Le dimissioni del sindaco di Campobasso per il momento restano, ma la riunione di maggioranza, convocata per questa sera sarà decisiva per un suo ripensamento. Lo ha lasciato intendere nel corso della conferenza stampa, Gino Di Bartolomeo, per spiegare le ragioni che lo hanno indotto a dimettersi. Il primo cittadino vuole sapere se ha ancora i numeri per andare avanti. Vuole sapere se la maggioranza esiste ancora. Altrimenti tutti a casa. Un atto di forza con i suoi, per chiarire, una volta per tutte, come stanno le cose e chi ‘comanda’. Ma mollare tutto ora significherebbe il segnale di resa incondizionato non solo per Di Bartolomeo ma per l’intera maggioranza. Perché va anche detto che il fallimento di questa amministrazione non può essere addebitato solo ed esclusivamente al sindaco. C’è una maggioranza, c’è anche una Giunta e dunque le responsabilità che ora vengono imputate al primo cittadino vanno invece ripartite fra tutti, indistintamente, i componenti della maggioranza. Troppo facile fare ricadere tutto sulle spalle di Gino Di Bartolomeo, che le spalle le ha,notoriamente larghe ma non al punto da dover pagare per tutti.
L’opposizione a pochi mesi dall’insediamento della nuova amministrazione aveva subito puntato l’indice sull’assenza della maggioranza dal punto di vista programmatico e di idee. E la situazione è peggiorata con il passare del tempo. Se alla scarsa progettualità si aggiungono le beghe interne, le lotte intestine, si capisce bene che il gesto estremo di Gino Di Bartolomeo era l’unica cosa da fare per richiamare tutti al senso di responsabilità.

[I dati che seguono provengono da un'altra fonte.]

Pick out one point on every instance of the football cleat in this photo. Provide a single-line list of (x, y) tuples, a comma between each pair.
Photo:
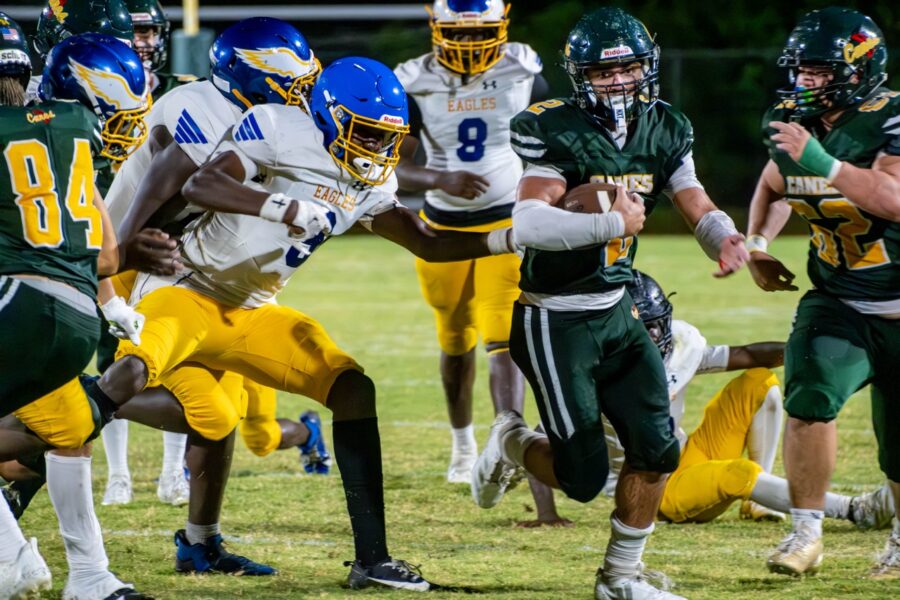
[(754, 511), (211, 557), (873, 510), (173, 488), (26, 576), (493, 474), (397, 574), (460, 469), (801, 552), (888, 566), (313, 454), (634, 588), (118, 490)]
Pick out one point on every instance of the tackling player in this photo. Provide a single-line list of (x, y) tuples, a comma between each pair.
[(834, 150), (55, 229), (576, 335)]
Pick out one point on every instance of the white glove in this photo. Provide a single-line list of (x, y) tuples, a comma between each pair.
[(124, 321)]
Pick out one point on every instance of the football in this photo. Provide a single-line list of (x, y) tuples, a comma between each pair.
[(589, 198)]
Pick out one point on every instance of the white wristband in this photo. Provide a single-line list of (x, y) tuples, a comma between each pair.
[(756, 243), (500, 241), (274, 208)]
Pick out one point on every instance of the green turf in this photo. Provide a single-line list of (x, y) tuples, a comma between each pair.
[(365, 292)]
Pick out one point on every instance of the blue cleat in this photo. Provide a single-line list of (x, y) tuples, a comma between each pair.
[(313, 454), (211, 557)]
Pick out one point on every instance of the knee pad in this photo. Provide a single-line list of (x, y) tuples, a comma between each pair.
[(739, 477)]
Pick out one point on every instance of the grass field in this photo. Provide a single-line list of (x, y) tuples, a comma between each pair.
[(365, 293)]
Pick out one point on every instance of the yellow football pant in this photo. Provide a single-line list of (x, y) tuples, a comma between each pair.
[(273, 345), (260, 430), (471, 297), (712, 473), (63, 418)]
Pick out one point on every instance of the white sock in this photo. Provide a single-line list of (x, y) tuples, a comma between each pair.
[(69, 484), (765, 429), (516, 442), (11, 538), (623, 553), (198, 534), (464, 440), (773, 492), (809, 518), (174, 445), (115, 441)]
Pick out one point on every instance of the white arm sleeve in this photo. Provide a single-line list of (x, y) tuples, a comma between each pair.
[(538, 225)]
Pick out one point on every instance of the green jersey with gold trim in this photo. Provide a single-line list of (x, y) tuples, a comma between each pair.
[(559, 135), (48, 222), (853, 254)]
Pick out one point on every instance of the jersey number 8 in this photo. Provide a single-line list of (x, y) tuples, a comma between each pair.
[(34, 184)]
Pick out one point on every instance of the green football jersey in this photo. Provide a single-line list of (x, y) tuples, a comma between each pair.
[(853, 254), (559, 135), (48, 222)]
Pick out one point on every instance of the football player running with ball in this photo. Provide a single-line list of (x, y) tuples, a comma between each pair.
[(834, 148), (576, 334)]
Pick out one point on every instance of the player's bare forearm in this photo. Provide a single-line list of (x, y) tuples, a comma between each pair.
[(403, 227), (875, 190), (759, 354)]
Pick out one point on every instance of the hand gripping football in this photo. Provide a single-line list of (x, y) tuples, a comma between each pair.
[(589, 198)]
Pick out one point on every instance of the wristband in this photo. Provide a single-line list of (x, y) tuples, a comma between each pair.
[(274, 207), (756, 243), (817, 161)]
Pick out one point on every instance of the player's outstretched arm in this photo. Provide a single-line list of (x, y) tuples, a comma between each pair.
[(714, 230), (404, 227), (418, 178), (768, 215), (875, 190), (760, 354)]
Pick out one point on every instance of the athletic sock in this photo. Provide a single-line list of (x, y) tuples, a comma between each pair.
[(12, 537), (765, 429), (69, 484), (198, 534), (808, 518), (516, 442), (464, 440), (357, 449), (174, 445), (623, 553), (115, 442)]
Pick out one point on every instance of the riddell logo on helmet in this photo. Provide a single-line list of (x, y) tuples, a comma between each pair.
[(616, 52), (56, 7)]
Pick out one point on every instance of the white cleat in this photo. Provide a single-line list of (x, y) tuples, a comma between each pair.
[(873, 510), (25, 577), (118, 490), (460, 469), (493, 474), (173, 488), (634, 588)]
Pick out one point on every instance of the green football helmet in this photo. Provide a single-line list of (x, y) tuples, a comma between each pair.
[(611, 37), (14, 60), (847, 42), (64, 18), (149, 13)]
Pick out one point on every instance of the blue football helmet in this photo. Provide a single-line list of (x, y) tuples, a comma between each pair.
[(106, 76), (360, 106), (263, 60)]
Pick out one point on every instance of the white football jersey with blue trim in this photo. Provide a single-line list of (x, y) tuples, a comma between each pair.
[(196, 115), (465, 124), (246, 261)]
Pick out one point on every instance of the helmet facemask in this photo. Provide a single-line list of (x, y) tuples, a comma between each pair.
[(372, 165), (469, 46)]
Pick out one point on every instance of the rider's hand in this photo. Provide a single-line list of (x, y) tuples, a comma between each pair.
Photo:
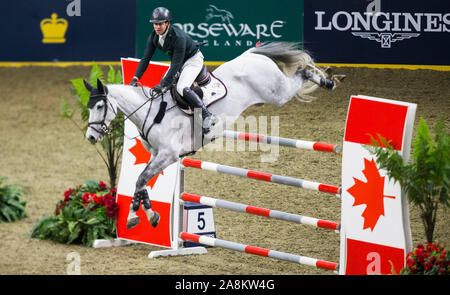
[(158, 88), (133, 82)]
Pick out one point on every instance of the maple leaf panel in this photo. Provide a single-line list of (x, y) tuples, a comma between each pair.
[(370, 193)]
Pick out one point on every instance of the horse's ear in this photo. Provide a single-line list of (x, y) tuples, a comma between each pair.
[(87, 85), (100, 85)]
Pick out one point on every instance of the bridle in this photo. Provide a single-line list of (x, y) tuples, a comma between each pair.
[(104, 129)]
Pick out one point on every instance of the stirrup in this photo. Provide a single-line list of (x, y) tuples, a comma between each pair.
[(208, 122)]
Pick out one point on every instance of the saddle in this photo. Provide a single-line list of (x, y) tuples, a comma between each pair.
[(209, 88)]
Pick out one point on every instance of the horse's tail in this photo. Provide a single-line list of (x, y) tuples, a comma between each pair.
[(291, 60)]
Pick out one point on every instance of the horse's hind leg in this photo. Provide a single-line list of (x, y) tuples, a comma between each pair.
[(322, 80)]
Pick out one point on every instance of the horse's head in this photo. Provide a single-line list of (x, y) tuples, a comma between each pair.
[(101, 112)]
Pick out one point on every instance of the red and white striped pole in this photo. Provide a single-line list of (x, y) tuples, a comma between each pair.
[(295, 143), (214, 242), (260, 211), (326, 188)]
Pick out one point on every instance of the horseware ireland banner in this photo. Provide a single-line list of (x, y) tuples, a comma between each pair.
[(375, 232), (227, 27)]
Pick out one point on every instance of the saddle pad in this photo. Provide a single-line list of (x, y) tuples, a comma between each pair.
[(212, 92)]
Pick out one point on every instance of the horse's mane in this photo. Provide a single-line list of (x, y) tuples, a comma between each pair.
[(286, 55)]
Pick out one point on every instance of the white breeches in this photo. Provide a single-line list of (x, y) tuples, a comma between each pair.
[(190, 71)]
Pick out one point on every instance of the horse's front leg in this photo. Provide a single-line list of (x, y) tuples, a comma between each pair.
[(156, 165)]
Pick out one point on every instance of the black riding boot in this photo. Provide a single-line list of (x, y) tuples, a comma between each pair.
[(195, 102)]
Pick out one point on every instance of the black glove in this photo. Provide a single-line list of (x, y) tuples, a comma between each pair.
[(133, 82), (158, 88)]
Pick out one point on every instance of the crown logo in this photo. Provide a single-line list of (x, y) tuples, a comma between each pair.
[(54, 29)]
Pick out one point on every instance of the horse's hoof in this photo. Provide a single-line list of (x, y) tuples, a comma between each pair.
[(154, 219), (132, 222)]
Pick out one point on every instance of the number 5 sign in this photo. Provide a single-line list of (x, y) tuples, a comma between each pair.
[(198, 219)]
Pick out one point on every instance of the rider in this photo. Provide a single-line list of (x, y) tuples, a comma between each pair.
[(185, 57)]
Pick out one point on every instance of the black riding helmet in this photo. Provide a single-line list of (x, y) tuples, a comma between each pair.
[(160, 15)]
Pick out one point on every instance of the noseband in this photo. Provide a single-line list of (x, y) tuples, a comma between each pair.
[(104, 130)]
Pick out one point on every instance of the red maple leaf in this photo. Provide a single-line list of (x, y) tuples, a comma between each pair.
[(143, 157), (370, 193)]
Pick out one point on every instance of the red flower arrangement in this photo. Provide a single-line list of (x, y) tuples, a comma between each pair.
[(96, 194), (432, 259), (87, 212)]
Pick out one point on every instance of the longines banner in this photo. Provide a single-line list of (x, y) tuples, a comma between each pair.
[(413, 32), (67, 30), (228, 27)]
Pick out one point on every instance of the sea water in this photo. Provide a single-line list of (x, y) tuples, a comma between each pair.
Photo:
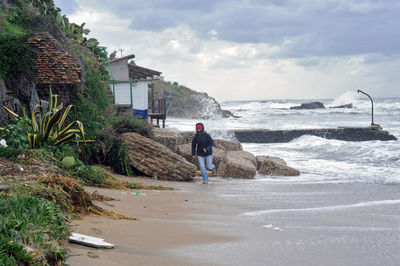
[(343, 209), (318, 159)]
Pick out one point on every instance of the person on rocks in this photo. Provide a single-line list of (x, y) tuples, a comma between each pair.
[(202, 147)]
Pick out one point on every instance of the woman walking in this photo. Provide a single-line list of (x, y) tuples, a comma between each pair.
[(202, 147)]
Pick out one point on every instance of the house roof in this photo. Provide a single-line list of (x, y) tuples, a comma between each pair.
[(123, 58), (53, 63), (137, 72)]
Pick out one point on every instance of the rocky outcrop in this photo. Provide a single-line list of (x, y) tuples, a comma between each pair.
[(228, 156), (168, 138), (156, 160), (187, 103), (311, 105), (238, 164), (187, 136), (185, 150), (228, 145), (274, 166), (350, 105), (374, 132)]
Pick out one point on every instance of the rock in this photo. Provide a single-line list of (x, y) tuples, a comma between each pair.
[(228, 145), (311, 105), (350, 105), (373, 132), (168, 138), (185, 150), (267, 165), (187, 103), (155, 159), (238, 164)]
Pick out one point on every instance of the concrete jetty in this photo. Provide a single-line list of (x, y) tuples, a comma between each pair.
[(374, 132)]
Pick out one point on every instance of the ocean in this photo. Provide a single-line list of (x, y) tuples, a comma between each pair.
[(318, 159), (343, 209)]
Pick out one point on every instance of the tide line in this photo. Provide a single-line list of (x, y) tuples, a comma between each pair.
[(327, 208)]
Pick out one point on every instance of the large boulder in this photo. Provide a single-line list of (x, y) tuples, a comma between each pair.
[(168, 138), (157, 160), (187, 136), (311, 105), (267, 165), (185, 150), (238, 164), (228, 145)]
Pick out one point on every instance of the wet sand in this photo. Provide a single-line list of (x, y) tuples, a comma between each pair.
[(248, 222), (165, 220)]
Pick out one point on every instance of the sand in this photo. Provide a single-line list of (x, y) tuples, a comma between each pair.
[(248, 222), (165, 220)]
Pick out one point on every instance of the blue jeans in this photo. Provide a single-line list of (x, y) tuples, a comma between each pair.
[(202, 161)]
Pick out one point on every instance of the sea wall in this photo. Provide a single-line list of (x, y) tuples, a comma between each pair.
[(342, 133)]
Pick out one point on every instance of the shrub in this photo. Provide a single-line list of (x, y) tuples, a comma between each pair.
[(15, 133), (34, 222), (113, 151)]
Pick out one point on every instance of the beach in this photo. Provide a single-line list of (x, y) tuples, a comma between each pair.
[(247, 222)]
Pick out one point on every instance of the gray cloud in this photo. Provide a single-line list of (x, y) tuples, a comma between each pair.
[(300, 28)]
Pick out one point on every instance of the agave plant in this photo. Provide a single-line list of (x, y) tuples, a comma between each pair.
[(48, 124)]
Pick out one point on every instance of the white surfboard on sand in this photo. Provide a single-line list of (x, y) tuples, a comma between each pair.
[(89, 241)]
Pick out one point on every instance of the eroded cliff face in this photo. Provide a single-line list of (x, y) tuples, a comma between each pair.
[(187, 103), (30, 81)]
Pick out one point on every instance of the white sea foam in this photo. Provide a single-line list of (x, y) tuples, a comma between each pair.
[(365, 204), (346, 228), (319, 160)]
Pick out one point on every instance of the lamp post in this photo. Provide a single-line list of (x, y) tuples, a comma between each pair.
[(372, 106)]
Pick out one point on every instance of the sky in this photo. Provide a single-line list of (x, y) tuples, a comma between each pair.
[(255, 49)]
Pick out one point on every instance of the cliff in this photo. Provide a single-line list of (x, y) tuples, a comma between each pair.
[(187, 103)]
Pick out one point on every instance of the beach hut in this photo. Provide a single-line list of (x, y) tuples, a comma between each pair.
[(130, 84)]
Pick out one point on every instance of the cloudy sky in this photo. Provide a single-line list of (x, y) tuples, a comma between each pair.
[(255, 49)]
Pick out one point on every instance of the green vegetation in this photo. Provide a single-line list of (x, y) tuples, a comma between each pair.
[(31, 222), (15, 133), (35, 216), (47, 125)]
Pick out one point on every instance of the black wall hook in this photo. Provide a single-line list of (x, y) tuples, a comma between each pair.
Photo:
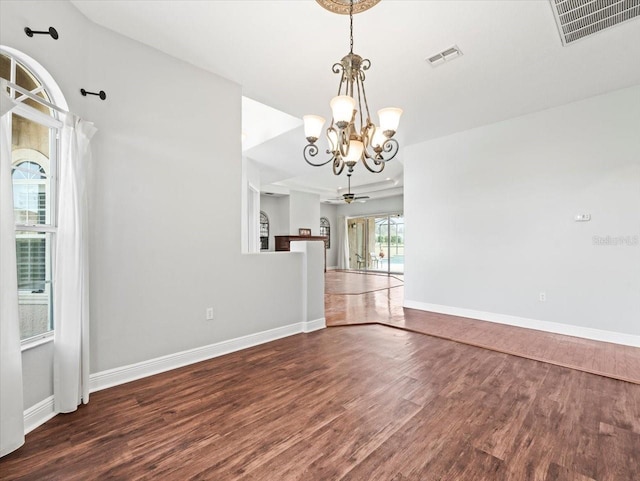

Intanto dal Movimento 5Stelle arriva un giudizio politico durissimo. «Una impietosa ammissione di fallimento – si legge in una nota – una rispettabilissima dichiarazione di resa ed un mesto ritiro dal campo di battaglia. Ne prendiamo atto, da una parte con una certa indifferenza – dicono i grillini -consapevoli che ormai, a pochi mesi dalla fine del mandato, il gesto troppe volte annunciato ed arrivato in maniera tardiva e strumentale, potrebbe non servire a nulla e potrebbe essere solo l’ennesimo bluff, ma anche con un certo sollievo e senso di liberazione, qualora venisse confermato tra 20 giorni. – prosegue la missiva-sicuramente un gesto di rabbia istintiva davanti alla diaspora andata in scena questa mattina in consiglio comunale dove la maggioranza è uscita demolita da un ordine del giorno dell’opposizione in materia proprio di dimensionamento scolastico, segnale evidente di assoluta assenza di leadership politica all’interno di una coalizione che altro non si è rivelata che una accozzaglia di liste e listarelle tenute insieme a suon di contentini finché esisteva l’asse di potere Iorio – Di Bartolomeo ma che, con la caduta dell’impero azzurro regionale, si è sciolta come candida neve al sole. E’ assai probabile che le dimissioni siano soltanto un trastullo strategico per rimodulare gli equilibri politici e verificare le posizioni dei tanti consiglieri riottosi; facile aspettarsi che, smaltita la rabbia e rimesso maldestramente a posto i cocci, Di Bartolomeo ritiri le dimissioni e non rinunci agli ultimi mesi di mandato, ma se così non fosse, ben venga il commissariamento che ci risparmierà pietosi strascichi ed una inutile agonia di un’amministrazione disastrosa che sarà ricordata, dimissioni o non dimissioni, come una delle peggiori in assoluto della storia della nostra città», chiude il Movimento 5Stelle.